Traditionally, black tea accounts for about 94% of Russia’s imports, with aromatic tea and green tea having shares of 4% and 2%, respectively. In the past, it has been a major buyer of Indian orthodox grades. However, more recently there has been a significant increase in purchase of CTC varieties, with price as one of the major selling factors.

According to a study prepared by Sergy Kasyanenko, chairman of Orimi Trade Ltd - Russia’s largest tea trading agency, established in 1994 in St Petersburg - the new millennium will see branded teas establishing a stronger presence in the market, with national producers gaining market share. However, on a more pessimistic view, he has envisaged the market being filled with cheap tea that has counterfeited established brands.

Sri Lanka is the second largest exporter of tea to Russia, supplying around 35,000 tons a year. The pioneer in the market was Merrill J. Fernando of Dilmah, who shipped the first ever direct consignment of Sri Lankan tea to the USSR in December 1958, followed by large quantities in subsequent years.

Since the early 1990s, Dilmah Tea has been distributed through private sector wholesalers. In 1996, Dilmah introduced the now famous Ceylon large leaf tea (OPA grade) and still offers the original, finest Ceylon OPA. Merrill Fernando is dedicated to bringing the finest single origin teas to Russia and her neighboring Republics.

As basically a tea-drinking country, the Russia of Soviet days suffered from a gruesome reputation for its coffee. However, since the opening of the market ten years ago, major multinational brands are now available.

But a spokesman for Paulig said, “Although the Russian market is showing some signs of settling down, no broad-based increase in consumption is in the offing. The rise in inward investment will help to improve the distribution of products and to cut back on street market sales, which is naturally a source of pleasure for those of us who market premium products.” A subsidiary company in St. Petersburg was established in 1992 for marketing Paulig’s products in Russia, with another office operating in Moscow, and in Kiev for the Ukraine.
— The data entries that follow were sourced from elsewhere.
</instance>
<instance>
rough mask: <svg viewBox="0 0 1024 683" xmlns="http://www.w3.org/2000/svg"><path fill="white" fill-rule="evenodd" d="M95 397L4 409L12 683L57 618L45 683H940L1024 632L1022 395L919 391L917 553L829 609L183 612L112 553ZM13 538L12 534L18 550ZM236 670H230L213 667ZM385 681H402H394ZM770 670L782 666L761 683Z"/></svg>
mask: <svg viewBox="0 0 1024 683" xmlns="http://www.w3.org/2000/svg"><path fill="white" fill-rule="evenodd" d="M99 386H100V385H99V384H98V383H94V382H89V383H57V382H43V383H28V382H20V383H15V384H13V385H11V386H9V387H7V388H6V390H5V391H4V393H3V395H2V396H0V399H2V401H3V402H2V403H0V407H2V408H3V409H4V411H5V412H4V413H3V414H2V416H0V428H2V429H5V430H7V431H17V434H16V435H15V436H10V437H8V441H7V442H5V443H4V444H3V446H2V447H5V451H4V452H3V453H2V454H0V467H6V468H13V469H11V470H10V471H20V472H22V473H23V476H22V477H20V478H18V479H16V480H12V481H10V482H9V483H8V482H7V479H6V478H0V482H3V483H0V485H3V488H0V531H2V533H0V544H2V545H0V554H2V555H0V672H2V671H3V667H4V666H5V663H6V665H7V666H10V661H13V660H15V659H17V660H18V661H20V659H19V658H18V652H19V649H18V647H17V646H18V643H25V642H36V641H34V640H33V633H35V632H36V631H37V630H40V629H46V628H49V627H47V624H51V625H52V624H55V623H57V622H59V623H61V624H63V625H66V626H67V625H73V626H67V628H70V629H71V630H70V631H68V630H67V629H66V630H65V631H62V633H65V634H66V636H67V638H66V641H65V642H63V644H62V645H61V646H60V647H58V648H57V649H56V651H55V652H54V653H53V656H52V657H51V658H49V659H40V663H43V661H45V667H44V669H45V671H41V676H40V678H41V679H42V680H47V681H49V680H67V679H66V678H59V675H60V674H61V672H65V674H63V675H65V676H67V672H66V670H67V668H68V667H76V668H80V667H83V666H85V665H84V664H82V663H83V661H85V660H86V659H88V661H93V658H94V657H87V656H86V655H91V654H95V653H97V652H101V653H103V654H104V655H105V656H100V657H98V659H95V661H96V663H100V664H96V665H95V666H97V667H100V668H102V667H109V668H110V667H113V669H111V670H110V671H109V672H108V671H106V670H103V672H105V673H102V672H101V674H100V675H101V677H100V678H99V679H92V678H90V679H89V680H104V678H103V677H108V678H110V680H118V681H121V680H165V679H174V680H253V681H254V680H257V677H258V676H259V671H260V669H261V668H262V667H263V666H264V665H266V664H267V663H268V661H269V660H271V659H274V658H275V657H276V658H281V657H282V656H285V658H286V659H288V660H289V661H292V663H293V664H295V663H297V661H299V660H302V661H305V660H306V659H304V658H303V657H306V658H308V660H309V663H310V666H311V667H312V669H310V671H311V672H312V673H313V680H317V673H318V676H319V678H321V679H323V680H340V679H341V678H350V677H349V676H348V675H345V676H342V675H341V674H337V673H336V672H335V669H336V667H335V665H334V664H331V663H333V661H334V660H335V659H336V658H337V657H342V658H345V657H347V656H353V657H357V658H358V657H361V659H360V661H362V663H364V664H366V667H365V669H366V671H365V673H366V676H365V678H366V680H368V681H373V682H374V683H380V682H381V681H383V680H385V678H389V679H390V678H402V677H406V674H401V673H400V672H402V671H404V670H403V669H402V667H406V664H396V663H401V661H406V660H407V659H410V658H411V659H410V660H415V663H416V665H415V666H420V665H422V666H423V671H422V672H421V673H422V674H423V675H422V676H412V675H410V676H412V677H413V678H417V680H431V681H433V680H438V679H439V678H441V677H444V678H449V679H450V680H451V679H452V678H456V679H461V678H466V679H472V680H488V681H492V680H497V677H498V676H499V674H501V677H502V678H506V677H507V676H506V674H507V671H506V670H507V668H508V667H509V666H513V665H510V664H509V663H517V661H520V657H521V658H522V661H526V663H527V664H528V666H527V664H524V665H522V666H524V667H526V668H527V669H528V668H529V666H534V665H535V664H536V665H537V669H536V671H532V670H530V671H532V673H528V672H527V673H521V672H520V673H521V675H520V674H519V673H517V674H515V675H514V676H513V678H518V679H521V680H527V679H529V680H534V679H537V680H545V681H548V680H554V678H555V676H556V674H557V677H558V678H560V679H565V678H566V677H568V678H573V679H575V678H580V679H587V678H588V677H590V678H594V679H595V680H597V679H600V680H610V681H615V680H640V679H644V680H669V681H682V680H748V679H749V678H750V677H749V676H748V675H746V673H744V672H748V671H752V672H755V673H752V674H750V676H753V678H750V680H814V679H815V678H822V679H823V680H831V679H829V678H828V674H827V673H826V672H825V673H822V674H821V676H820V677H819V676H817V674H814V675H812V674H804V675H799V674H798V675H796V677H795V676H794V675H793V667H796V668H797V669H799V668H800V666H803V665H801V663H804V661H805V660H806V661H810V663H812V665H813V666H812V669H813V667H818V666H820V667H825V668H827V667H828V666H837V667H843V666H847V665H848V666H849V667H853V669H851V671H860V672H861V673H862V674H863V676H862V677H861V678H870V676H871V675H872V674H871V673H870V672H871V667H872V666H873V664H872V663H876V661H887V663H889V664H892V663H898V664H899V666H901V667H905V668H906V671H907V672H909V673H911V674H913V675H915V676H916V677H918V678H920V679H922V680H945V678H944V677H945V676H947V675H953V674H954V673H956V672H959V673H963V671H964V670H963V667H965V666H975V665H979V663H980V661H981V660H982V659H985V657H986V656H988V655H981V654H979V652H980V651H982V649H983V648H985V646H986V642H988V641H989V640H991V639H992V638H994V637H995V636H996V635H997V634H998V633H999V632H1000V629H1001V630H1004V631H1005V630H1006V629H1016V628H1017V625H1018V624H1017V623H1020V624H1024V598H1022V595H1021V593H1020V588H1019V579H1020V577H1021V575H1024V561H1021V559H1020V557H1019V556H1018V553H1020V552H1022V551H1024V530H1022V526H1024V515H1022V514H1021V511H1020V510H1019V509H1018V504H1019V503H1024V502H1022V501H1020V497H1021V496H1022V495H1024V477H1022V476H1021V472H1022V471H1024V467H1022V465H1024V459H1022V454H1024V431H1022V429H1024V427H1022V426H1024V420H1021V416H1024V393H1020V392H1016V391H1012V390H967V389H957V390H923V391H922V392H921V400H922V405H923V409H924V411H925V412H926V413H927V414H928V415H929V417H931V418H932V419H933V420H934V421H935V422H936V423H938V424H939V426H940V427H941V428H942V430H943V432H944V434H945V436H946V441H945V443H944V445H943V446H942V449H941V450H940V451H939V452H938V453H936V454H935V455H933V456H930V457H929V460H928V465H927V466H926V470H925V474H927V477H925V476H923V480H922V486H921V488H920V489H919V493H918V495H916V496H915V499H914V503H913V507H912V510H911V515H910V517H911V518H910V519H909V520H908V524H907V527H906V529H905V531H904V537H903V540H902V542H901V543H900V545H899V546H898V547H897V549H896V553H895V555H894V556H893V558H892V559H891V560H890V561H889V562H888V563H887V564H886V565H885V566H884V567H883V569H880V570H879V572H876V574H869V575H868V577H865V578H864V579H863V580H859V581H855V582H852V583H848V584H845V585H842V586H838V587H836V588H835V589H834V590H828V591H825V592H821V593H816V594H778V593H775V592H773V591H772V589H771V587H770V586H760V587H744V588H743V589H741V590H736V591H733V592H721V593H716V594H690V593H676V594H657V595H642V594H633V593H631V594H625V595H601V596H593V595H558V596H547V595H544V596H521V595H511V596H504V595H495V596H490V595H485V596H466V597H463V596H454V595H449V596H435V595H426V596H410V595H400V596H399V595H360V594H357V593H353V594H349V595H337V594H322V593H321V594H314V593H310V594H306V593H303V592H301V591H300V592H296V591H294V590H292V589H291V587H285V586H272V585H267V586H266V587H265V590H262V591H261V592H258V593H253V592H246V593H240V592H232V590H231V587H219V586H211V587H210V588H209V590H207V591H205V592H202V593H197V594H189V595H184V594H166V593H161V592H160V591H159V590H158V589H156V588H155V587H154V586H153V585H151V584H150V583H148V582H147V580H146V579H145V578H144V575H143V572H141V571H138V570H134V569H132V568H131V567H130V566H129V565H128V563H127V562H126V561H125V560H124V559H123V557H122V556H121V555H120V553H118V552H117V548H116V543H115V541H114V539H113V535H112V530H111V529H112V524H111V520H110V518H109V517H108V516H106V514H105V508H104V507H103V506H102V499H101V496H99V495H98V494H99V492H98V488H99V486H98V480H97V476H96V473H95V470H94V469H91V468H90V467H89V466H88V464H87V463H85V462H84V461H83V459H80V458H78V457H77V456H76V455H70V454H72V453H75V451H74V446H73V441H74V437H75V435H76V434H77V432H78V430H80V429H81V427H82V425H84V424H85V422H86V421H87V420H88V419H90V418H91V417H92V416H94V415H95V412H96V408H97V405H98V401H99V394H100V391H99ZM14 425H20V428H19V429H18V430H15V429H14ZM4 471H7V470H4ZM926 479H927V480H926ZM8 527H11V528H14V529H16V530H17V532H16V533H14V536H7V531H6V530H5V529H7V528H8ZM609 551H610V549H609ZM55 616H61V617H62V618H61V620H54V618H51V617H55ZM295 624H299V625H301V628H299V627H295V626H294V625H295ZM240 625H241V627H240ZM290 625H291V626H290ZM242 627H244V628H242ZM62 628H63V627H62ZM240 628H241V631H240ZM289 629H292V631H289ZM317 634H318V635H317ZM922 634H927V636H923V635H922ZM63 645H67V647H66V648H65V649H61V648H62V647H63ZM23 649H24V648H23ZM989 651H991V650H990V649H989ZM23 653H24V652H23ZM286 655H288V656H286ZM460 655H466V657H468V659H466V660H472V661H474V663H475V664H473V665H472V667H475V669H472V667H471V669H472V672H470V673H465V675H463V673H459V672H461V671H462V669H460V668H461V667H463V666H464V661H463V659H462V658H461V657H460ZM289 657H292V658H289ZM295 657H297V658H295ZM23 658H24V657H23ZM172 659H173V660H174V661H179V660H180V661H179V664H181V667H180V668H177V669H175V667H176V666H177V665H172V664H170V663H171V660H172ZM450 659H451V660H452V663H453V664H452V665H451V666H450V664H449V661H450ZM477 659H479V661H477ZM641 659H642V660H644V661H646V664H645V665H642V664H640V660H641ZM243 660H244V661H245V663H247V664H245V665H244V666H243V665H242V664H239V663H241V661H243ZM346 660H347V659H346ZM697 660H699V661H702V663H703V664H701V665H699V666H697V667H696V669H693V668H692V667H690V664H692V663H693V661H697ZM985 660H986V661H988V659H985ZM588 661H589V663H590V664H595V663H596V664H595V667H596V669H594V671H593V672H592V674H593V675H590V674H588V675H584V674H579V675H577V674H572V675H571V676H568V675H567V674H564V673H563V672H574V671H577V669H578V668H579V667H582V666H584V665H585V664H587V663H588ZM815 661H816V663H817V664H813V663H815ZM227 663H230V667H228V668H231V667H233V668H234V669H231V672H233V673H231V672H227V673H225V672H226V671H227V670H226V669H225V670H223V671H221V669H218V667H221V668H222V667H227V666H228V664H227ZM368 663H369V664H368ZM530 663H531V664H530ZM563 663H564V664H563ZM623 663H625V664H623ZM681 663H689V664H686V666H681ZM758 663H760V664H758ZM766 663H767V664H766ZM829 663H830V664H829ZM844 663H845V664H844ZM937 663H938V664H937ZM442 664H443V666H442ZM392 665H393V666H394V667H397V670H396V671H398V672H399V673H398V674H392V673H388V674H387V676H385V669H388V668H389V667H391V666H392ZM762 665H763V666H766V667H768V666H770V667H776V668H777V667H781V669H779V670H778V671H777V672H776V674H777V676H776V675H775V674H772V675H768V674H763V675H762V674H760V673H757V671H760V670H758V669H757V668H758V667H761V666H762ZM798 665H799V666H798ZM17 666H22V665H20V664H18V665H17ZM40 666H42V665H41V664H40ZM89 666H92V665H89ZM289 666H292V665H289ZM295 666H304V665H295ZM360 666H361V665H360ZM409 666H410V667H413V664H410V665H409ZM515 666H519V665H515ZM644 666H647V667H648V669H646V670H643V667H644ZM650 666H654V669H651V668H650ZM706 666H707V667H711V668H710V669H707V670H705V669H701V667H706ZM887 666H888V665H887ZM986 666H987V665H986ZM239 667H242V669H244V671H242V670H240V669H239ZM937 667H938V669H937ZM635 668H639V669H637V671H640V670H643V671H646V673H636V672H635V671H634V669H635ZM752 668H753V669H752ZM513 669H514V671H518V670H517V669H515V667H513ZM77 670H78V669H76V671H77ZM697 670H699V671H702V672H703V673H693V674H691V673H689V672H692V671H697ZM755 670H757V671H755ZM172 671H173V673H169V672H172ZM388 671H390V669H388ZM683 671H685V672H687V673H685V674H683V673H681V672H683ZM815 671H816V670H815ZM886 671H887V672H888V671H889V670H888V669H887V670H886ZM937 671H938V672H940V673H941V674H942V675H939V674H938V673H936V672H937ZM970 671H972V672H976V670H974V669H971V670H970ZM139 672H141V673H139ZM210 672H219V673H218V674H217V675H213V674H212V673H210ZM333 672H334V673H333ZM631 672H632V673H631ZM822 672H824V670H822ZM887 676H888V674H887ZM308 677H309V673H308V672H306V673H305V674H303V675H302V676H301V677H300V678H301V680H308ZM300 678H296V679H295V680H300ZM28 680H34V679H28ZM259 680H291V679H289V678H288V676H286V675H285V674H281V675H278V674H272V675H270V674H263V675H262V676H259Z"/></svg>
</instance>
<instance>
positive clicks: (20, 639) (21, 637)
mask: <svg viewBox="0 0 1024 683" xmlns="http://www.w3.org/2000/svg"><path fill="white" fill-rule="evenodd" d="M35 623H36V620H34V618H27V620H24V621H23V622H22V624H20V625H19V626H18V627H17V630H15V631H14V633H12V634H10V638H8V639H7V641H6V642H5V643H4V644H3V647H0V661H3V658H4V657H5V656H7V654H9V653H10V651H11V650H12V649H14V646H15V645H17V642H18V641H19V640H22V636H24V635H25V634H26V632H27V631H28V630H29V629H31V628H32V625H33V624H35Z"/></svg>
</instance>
Joachim Klaen of Tchibo comments, “Russia is a typical market for instant coffee, and our company succeeded last year in overtaking Nescafé Gold in the premium soluble sector. Early this year we launched a whole-bean product to open up a new market segment while building upon Tchibo’s image for quality coffee. In Moscow, Tchibo has been awarded the ‘Brand of the Year’ honor in the roast-coffee category.” The overall Russian market totals around 50,000 tons for instant, compared with only 5,000 tons for R&G.